Griswold S L, Behringer R R
Program in Developmental Biology, Baylor College of Medicine, Houston, Tex., USA.
Sex Dev. 2009;3(1):1-15. doi: 10.1159/000200077. Epub 2009 Apr 1.
Male sexual differentiation is a complex process requiring the hormone-producing function of somatic cells in the gonad, including Sertoli cells and fetal Leydig cells (FLCs). FLCs are essential for virilization of the male embryo, but despite their crucial function, relatively little is known about their origins or development. Adult Leydig cells (ALCs), which arise at puberty, have been studied extensively and much of what has been learned about this cell population has been extrapolated to FLCs. This approach is problematic in that prevailing dogma in the field asserts that these 2 populations are distinct in origin. As such, it is imprudent to assume that FLCs arise and develop in a similar manner to ALCs. This review provides a critical assessment of studies performed on FLC populations, rather than those extrapolated from ALC studies to assemble a model for FLC origins and development. Furthermore, we underscore the need for conclusive identification of the source population of fetal Leydig cells.

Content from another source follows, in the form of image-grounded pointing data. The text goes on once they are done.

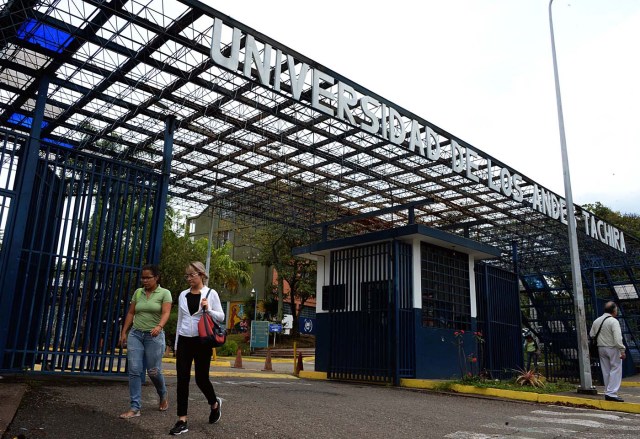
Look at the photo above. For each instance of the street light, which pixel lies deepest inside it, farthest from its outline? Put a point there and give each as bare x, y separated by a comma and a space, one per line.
586, 385
255, 308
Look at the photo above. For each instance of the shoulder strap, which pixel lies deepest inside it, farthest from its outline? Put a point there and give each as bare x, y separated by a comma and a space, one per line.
600, 328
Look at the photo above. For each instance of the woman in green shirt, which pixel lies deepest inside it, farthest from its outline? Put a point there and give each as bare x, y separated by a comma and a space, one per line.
148, 313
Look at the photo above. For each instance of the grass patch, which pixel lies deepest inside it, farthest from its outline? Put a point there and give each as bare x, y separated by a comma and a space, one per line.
560, 386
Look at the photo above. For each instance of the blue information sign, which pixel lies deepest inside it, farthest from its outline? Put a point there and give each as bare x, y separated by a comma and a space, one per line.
259, 334
307, 325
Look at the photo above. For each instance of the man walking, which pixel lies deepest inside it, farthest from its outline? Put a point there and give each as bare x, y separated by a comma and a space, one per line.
610, 349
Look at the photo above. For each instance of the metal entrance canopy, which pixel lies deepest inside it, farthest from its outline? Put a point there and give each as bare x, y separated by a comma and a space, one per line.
261, 144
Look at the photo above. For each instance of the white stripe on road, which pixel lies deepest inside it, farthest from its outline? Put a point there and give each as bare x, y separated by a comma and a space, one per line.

男性性分化是一个复杂的过程,需要性腺中体细胞的激素分泌功能,包括支持细胞和胎儿睾丸间质细胞(FLCs)。胎儿睾丸间质细胞对于雄性胚胎的男性化至关重要,但尽管其功能关键,人们对其起源或发育却知之甚少。成年睾丸间质细胞(ALCs)在青春期出现,已得到广泛研究,并且许多关于该细胞群体的知识已外推至胎儿睾丸间质细胞。这种方法存在问题,因为该领域的主流观点认为这两种细胞群体起源不同。因此,假设胎儿睾丸间质细胞以与成年睾丸间质细胞相似的方式产生和发育是不明智的。本综述对针对胎儿睾丸间质细胞群体开展的研究进行了批判性评估,而非那些从成年睾丸间质细胞研究中推断出来的研究,以构建胎儿睾丸间质细胞起源和发育的模型。此外,我们强调需要确凿鉴定胎儿睾丸间质细胞的来源群体。